Looking at reality as being composed of distinctions means having to accept that it is created by observers. One may find it plausible or not that a distinction exists while not being observed, but for the argument, this is without consequence. After all, whenever it is being noticed, this is by observation, and by observation only. The inverse can be postulated as well: Any observation necessarily notices distinctions. In the simplest case, any observation states that there is something that is distinct from everything it is not, for otherwise, this entity could not be said to exist. This “being said to exist” can be described as isomorphic to Heidegger’s “Dasein” (e.g. in his “Sein und Zeit”), i.e. an entity being brought into the world by the claim that it exists, against the backdrop of the possibility of its existence.

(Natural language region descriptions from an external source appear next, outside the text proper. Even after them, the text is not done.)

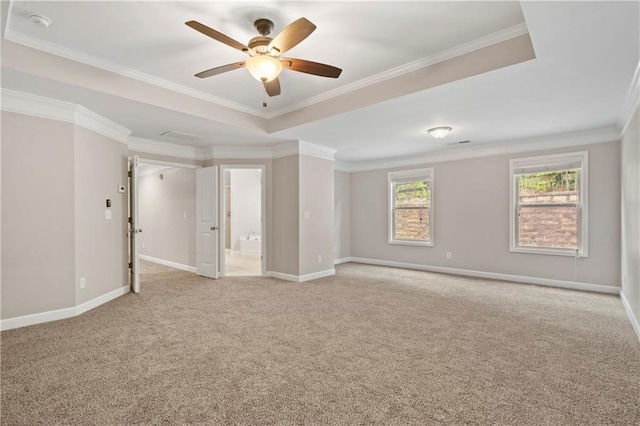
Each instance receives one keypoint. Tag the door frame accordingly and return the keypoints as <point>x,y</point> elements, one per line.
<point>222,217</point>
<point>141,162</point>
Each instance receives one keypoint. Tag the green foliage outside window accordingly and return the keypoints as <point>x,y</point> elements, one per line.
<point>549,182</point>
<point>413,194</point>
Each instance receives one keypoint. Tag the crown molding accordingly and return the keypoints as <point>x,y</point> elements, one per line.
<point>64,52</point>
<point>482,42</point>
<point>150,146</point>
<point>631,102</point>
<point>56,49</point>
<point>242,152</point>
<point>53,109</point>
<point>588,137</point>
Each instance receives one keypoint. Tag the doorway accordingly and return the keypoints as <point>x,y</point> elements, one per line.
<point>242,212</point>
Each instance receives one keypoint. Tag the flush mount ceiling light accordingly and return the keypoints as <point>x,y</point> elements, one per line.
<point>43,21</point>
<point>439,132</point>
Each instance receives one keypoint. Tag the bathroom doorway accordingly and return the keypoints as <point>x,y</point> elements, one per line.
<point>242,215</point>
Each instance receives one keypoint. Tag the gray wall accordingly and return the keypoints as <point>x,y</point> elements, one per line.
<point>316,197</point>
<point>471,219</point>
<point>284,235</point>
<point>163,204</point>
<point>55,179</point>
<point>101,245</point>
<point>38,231</point>
<point>342,219</point>
<point>631,214</point>
<point>246,212</point>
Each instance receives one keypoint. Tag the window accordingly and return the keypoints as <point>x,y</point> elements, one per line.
<point>549,204</point>
<point>411,207</point>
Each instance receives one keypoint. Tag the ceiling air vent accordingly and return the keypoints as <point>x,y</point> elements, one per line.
<point>179,136</point>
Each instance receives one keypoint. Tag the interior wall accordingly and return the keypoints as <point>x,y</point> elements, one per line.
<point>631,215</point>
<point>246,210</point>
<point>284,236</point>
<point>471,220</point>
<point>167,210</point>
<point>342,215</point>
<point>316,229</point>
<point>100,244</point>
<point>38,231</point>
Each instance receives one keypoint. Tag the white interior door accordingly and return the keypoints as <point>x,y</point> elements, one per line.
<point>207,222</point>
<point>134,230</point>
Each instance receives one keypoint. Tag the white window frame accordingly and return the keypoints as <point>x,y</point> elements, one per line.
<point>404,176</point>
<point>573,160</point>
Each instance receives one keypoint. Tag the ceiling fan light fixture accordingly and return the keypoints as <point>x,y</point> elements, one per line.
<point>264,68</point>
<point>439,132</point>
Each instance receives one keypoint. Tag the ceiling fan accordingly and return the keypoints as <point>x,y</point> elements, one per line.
<point>265,62</point>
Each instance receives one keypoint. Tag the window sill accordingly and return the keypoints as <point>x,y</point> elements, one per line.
<point>412,243</point>
<point>548,251</point>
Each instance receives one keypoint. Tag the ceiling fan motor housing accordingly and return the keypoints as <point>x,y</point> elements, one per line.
<point>260,43</point>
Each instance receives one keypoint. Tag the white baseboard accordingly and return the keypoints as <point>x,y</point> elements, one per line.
<point>101,300</point>
<point>574,285</point>
<point>300,278</point>
<point>168,263</point>
<point>627,307</point>
<point>58,314</point>
<point>250,253</point>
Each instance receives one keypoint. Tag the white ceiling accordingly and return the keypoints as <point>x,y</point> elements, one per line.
<point>586,54</point>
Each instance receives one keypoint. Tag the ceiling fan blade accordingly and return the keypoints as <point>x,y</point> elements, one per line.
<point>308,67</point>
<point>293,34</point>
<point>220,70</point>
<point>216,35</point>
<point>273,87</point>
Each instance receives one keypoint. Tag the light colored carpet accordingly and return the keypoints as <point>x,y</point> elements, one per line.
<point>371,345</point>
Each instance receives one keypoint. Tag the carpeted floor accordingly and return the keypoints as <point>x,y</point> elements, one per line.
<point>371,345</point>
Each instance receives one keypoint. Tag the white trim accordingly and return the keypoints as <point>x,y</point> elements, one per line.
<point>631,102</point>
<point>64,52</point>
<point>58,314</point>
<point>150,146</point>
<point>222,250</point>
<point>101,300</point>
<point>39,318</point>
<point>168,263</point>
<point>53,109</point>
<point>574,285</point>
<point>168,164</point>
<point>472,46</point>
<point>634,321</point>
<point>301,278</point>
<point>583,206</point>
<point>241,152</point>
<point>282,276</point>
<point>401,176</point>
<point>582,138</point>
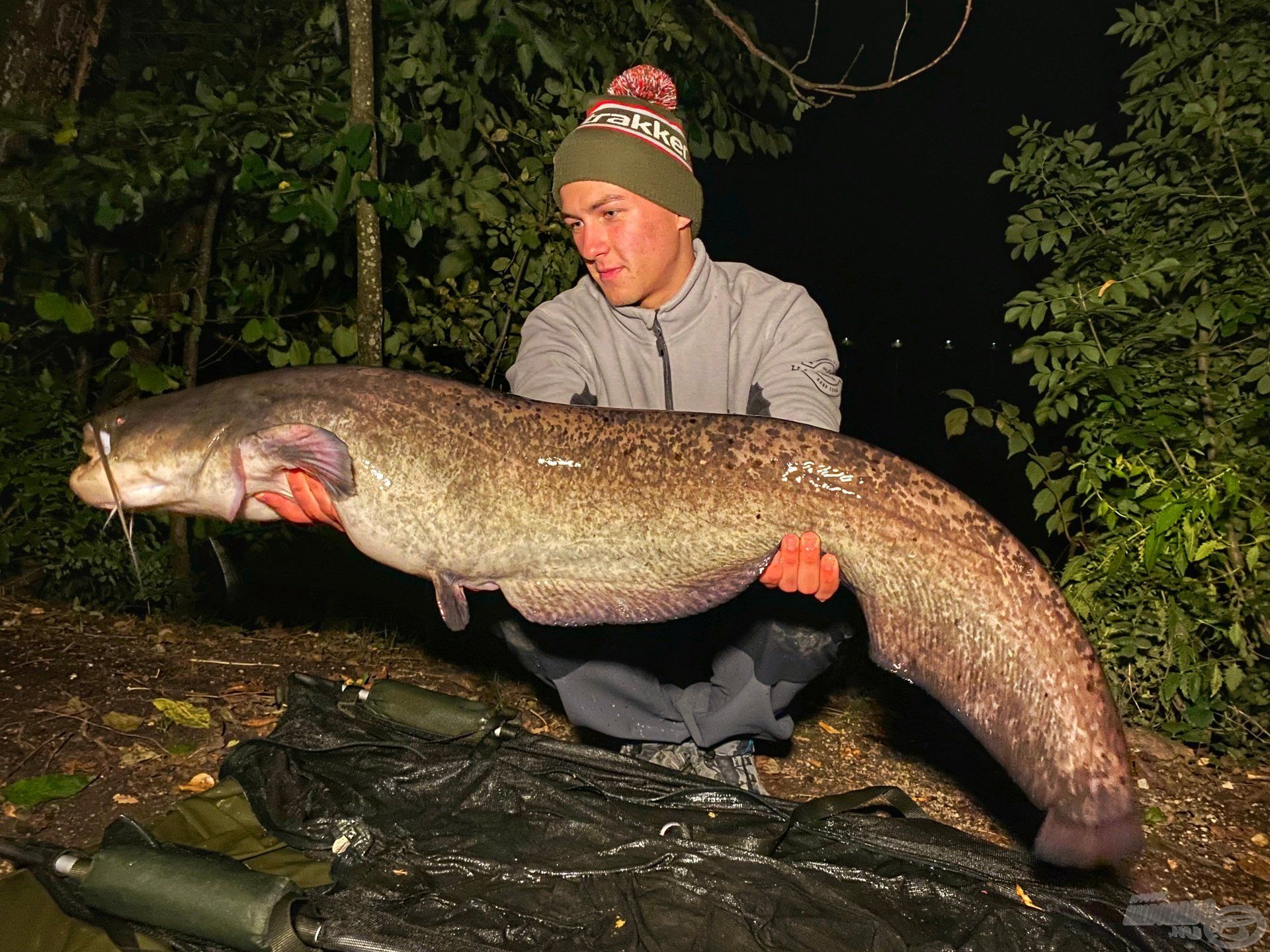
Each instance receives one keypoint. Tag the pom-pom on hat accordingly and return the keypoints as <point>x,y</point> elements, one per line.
<point>632,138</point>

Without distinctions, nothing in the world could be distinguished from anything else, and in the end, not even the world itself could be described within itself as a concept, thereby becoming inexpressible. There would not be a word “world”, because as a word, it can only exist in relation to the system of words that is language, which in turn can only exist within communication. Thus, even the syntactic existence of “world” as a word rests on the premise of distinctions, before even considering the semantic value of the notion it references.

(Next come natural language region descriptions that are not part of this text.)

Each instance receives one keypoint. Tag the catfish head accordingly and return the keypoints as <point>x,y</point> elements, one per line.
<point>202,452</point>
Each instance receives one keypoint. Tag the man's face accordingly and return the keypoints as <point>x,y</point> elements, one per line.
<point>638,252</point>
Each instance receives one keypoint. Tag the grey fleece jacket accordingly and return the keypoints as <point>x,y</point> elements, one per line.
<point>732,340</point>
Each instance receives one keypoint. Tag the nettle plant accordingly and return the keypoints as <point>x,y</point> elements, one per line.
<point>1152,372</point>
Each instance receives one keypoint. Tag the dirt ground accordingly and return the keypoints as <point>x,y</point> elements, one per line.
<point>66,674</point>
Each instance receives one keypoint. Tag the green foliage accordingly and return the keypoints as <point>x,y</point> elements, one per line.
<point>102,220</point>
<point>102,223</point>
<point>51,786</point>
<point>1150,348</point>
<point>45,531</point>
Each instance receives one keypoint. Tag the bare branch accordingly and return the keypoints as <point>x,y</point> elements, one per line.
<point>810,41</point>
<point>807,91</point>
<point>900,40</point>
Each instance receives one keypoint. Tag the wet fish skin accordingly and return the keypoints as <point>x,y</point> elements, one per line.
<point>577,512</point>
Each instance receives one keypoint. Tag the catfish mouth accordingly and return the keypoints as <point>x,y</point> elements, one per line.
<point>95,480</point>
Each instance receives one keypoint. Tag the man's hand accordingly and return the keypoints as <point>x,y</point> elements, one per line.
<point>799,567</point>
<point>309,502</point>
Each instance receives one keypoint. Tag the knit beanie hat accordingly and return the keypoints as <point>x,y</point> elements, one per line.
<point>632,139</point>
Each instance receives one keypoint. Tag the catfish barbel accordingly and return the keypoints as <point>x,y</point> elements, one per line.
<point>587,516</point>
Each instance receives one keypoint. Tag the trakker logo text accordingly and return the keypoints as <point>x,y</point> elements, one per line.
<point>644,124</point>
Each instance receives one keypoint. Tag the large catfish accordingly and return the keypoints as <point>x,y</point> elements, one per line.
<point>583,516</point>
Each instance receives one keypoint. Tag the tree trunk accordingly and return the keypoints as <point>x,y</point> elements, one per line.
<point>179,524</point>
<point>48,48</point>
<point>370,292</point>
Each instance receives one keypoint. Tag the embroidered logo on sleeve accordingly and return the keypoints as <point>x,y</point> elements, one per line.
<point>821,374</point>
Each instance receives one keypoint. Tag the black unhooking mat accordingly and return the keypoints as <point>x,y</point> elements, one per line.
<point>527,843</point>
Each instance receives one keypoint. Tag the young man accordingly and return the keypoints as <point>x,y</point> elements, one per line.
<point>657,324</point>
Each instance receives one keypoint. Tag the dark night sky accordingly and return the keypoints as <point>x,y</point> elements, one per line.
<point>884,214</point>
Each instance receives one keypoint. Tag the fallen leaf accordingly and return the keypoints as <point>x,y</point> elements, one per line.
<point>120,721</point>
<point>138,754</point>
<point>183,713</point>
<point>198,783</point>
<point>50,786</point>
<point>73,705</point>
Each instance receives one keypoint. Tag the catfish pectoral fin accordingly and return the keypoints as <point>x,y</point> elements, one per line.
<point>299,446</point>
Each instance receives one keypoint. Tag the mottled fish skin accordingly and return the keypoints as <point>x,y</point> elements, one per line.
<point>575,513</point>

Any distinction is, then, necessarily an observation, just as any observation must be at least one distinction. In communication, distinctions are never expressed individually, but rather come in more complex arrangements, some of which we will analyze later. This is because such an observation cannot be expressed without its social embedding, e.g. its form as a message, for example being spoken instead of written, and by whom in which situation, and so on.
A reality composed of distinctions then has to be also a reality entirely created by observations. However, as reality itself is distinct from everything it is not, it can ultimately also only be existent when observed. Reality is what it is only from the perspective of this ultimate observer, because it is there that the distinction is drawn between those distinctions which belong to reality and those that do not. Any distinctions not taken into account by this observer are therefore left out of the concept of reality as seen from this particular ultimate observer’s point of view. “Ultimate” may sound like a claim of absoluteness, but the contrary is intended: Any observation of reality is an “ultimate” observation in that at the moment of its coming into being, it contains everything this observer is subsuming on the inside of the distinction of reality from everything it is not. However, the observation is “ultimate” in that it is itself positioned outside of communication. It can be referenced in communication, but it is impossible to express all of the distinctions included on the inside of the distinction in communication, because this expression itself would have to be included as well. If we accept this necessity and state that “reality is all this, and the expression that reality is all this”, we are missing this very statement on the inside of our distinction. We would have to state that “reality is all this, and the expression that reality is all this, plus the expression we just made that reality is all this, and the expression that reality is all this”. At this point, we would be missing the latest statement, have to include it, miss the next latest statement, and so on. Therefore, we can assert that, if the “ultimate” observation of reality is indeed possible, it can at least not be expressed in communication. Therefore, it is again without consequence in the argument whether such an “ultimate” observation exists or not. We may as well neglect it for its social nonexistence, and accept that any social concept of reality is inevitably incomplete.